In the end, the Court went as far as to say that enforcing the Montreal Convention liability limits would be unconscionable in the circumstances. As a result, it awarded damages of $4,000.00, equal to the value of the lost goods as verbally declared by the Plaintiff. Additionally, the Plaintiff was entitled to recover the shipping fee.


The decision in Durunna v Air Canada appears to depart from what seems to be the consensus among aviation law experts: that the Montreal Convention limits are unbreakable when it comes to cargo. Indeed, the word “unbreakable” is somewhat of a constant refrain, appearing throughout books, articles, and other publications on the subject. In taking a restrictive reading of the Montreal Convention, the Court followed the reading of the Montreal Convention it took seven years earlier in Foord v United Air Lines Inc, 2006 ABPC 103, a case that dealt with damage to passenger baggage. While it may seem trivial, this is an important distinguishing feature, as the limitations of liability applicable to baggage have not been widely described as “unbreakable”.
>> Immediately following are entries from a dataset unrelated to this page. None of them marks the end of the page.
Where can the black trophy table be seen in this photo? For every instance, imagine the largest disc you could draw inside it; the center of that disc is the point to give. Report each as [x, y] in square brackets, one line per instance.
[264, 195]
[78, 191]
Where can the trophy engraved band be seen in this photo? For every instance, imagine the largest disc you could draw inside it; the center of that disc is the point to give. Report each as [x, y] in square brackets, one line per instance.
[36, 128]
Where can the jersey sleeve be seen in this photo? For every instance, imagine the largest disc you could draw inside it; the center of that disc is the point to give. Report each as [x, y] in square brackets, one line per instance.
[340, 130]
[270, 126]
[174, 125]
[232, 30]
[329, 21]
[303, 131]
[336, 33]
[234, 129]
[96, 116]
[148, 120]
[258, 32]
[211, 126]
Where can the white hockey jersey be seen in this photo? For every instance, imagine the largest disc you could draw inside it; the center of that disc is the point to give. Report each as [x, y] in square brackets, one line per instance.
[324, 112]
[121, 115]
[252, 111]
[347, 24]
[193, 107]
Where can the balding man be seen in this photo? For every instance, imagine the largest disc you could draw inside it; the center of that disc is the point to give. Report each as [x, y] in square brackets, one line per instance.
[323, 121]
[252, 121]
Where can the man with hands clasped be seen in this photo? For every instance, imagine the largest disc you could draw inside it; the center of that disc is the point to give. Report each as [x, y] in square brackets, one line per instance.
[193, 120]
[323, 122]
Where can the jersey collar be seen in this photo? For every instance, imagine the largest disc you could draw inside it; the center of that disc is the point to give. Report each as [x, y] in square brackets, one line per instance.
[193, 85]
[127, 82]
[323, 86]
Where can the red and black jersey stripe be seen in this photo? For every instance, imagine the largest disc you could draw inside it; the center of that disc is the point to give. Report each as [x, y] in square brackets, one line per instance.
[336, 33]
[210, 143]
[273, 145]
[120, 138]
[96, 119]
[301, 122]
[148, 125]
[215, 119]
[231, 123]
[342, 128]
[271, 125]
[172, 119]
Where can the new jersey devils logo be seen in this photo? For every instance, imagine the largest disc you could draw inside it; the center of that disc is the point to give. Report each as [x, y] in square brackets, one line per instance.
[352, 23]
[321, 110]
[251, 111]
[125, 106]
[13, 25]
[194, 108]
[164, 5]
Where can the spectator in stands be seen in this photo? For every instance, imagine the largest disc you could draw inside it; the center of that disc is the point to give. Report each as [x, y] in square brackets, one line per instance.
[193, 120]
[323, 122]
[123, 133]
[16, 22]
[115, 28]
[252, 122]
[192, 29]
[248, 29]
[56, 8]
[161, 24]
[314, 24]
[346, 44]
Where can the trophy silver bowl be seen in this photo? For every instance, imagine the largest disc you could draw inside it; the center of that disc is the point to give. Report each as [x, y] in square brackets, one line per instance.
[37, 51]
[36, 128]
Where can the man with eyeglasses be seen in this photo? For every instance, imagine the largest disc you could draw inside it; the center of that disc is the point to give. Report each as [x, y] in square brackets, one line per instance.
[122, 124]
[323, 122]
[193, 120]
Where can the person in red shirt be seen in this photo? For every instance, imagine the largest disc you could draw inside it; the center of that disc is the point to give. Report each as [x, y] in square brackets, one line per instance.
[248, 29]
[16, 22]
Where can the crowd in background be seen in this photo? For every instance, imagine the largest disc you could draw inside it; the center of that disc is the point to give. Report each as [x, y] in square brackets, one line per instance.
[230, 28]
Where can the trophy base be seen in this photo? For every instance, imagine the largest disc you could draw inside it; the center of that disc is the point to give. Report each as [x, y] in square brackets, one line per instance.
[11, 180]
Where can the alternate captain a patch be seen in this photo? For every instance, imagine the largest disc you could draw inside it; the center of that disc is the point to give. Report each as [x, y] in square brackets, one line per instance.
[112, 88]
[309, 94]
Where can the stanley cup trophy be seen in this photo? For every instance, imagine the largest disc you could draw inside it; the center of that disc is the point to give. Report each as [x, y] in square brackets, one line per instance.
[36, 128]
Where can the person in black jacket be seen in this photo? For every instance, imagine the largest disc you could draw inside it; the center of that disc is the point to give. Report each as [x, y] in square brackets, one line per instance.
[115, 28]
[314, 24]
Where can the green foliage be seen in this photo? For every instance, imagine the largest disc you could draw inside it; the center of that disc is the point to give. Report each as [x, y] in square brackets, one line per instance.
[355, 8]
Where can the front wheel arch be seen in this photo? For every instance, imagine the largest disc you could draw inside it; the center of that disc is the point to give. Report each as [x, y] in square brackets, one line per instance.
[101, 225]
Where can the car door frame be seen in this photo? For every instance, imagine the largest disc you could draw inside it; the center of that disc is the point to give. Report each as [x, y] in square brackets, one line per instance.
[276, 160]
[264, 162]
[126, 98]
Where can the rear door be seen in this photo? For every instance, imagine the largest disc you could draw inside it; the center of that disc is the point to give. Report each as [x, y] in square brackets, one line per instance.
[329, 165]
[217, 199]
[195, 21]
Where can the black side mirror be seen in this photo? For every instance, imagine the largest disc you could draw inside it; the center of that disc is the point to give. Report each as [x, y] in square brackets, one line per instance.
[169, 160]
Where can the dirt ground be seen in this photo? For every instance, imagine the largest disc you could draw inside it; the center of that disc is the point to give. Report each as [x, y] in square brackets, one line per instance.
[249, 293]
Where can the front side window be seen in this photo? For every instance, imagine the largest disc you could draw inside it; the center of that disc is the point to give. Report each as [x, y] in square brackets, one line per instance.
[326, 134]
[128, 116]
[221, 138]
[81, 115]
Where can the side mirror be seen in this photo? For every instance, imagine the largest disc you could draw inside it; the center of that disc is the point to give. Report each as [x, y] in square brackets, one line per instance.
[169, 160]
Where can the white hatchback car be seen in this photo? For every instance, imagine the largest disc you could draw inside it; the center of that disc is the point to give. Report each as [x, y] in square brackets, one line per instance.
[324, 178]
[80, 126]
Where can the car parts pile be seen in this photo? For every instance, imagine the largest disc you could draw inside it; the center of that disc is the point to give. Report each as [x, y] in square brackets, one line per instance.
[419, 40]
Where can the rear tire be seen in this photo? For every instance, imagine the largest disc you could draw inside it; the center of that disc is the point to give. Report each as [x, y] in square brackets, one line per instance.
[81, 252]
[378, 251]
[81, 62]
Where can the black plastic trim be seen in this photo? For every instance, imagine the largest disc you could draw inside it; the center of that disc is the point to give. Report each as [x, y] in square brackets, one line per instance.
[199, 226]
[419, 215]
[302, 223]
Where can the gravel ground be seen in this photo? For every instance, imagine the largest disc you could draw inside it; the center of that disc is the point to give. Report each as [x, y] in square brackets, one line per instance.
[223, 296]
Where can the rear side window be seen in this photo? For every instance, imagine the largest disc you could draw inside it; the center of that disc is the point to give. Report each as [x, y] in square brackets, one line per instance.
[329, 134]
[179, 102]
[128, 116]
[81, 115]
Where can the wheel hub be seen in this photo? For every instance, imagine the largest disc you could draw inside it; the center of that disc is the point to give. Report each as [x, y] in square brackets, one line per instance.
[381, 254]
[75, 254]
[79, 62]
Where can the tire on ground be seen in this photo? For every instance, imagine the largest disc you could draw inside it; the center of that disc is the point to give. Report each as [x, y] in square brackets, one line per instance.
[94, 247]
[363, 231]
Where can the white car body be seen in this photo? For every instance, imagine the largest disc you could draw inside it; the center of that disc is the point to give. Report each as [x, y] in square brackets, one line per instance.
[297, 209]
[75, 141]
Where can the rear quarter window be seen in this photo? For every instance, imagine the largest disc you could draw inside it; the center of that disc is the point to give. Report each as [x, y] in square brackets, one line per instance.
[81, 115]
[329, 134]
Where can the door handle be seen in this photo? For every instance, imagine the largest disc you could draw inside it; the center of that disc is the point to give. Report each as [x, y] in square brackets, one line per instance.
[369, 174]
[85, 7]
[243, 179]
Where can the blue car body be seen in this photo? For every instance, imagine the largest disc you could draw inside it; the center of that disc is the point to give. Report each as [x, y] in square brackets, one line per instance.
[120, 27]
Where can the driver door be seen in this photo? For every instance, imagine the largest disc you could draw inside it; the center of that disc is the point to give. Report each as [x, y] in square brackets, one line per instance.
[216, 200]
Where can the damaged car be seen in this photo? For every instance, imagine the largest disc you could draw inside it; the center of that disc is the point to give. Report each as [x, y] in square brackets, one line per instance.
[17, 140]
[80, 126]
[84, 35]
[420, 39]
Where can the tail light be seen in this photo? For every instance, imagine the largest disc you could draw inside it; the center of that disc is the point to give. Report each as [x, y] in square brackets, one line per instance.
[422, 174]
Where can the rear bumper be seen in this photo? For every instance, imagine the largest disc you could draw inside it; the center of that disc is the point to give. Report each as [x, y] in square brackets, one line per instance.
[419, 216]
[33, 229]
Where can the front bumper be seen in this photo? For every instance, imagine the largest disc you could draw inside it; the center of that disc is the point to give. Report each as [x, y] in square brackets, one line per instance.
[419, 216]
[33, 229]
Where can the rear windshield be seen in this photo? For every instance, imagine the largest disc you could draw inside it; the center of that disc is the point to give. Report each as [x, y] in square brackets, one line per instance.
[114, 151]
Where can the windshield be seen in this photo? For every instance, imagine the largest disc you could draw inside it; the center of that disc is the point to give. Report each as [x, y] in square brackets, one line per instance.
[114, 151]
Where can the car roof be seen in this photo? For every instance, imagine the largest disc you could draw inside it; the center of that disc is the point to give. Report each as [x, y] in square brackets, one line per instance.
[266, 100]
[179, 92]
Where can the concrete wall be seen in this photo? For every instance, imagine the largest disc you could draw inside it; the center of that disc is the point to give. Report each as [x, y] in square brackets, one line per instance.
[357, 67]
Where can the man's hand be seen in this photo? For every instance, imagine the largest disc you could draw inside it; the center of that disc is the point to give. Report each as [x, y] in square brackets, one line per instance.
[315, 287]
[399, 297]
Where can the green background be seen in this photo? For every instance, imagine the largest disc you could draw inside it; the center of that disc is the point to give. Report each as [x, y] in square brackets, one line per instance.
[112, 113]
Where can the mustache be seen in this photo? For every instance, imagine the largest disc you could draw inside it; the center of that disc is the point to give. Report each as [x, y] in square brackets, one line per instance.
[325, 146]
Durunna now, in effect, extends the restrictive interpretation of the Montreal Convention in Foord to cases involving air cargo.While it may be seen as a positive development from the consumer protection standpoint, such step represents a departure from the traditional reading of the Convention as it pertains to cargo, and air carriers should be aware that the protections they may have regarded as “unbreakable” may no longer be absolute when it to consumer shipping contracts made in Alberta.

The use of the word “consumer” above is no accident. While relying on precedent in reaching its ultimate conclusion, the Court expressly distinguished a decision that dealt with a shipper who was a commercial entity, observing that “commercial parties are generally deemed to be sophisticated parties who intend to be bound by all the terms of the contract.” Accordingly, it appears that the impact of the Court’s decision will be restricted to transactions involving individual consumers. Commercial shipping will likely remain unaffected by the ratio in Durunna.

Although Durunna may still be appealed to higher courts, it remains binding law in Alberta until it is overturned. Accordingly, cargo airlines are advised to train their Alberta front desk personnel to expressly point out the limitations on carrier liability under the Montreal Convention when dealing with individual consumers. Air carriers should also create procedures and checklists to ensure that their staff (i) ascertain package value, (ii) accurately record that value on the waybill, and (iii) ask the customer if they would like to purchase additional insurance. Forms, whether paper or electronic, should contain a place where the customer’s answers can be recorded, in case there is any litigation in the future.

Given the consensus on the unbreakable nature of the Montreal Convention limits as they apply to cargo, the decision in Durunna may well be appealed within the coming months. Until then, however, caution will be the airlines’ best companion.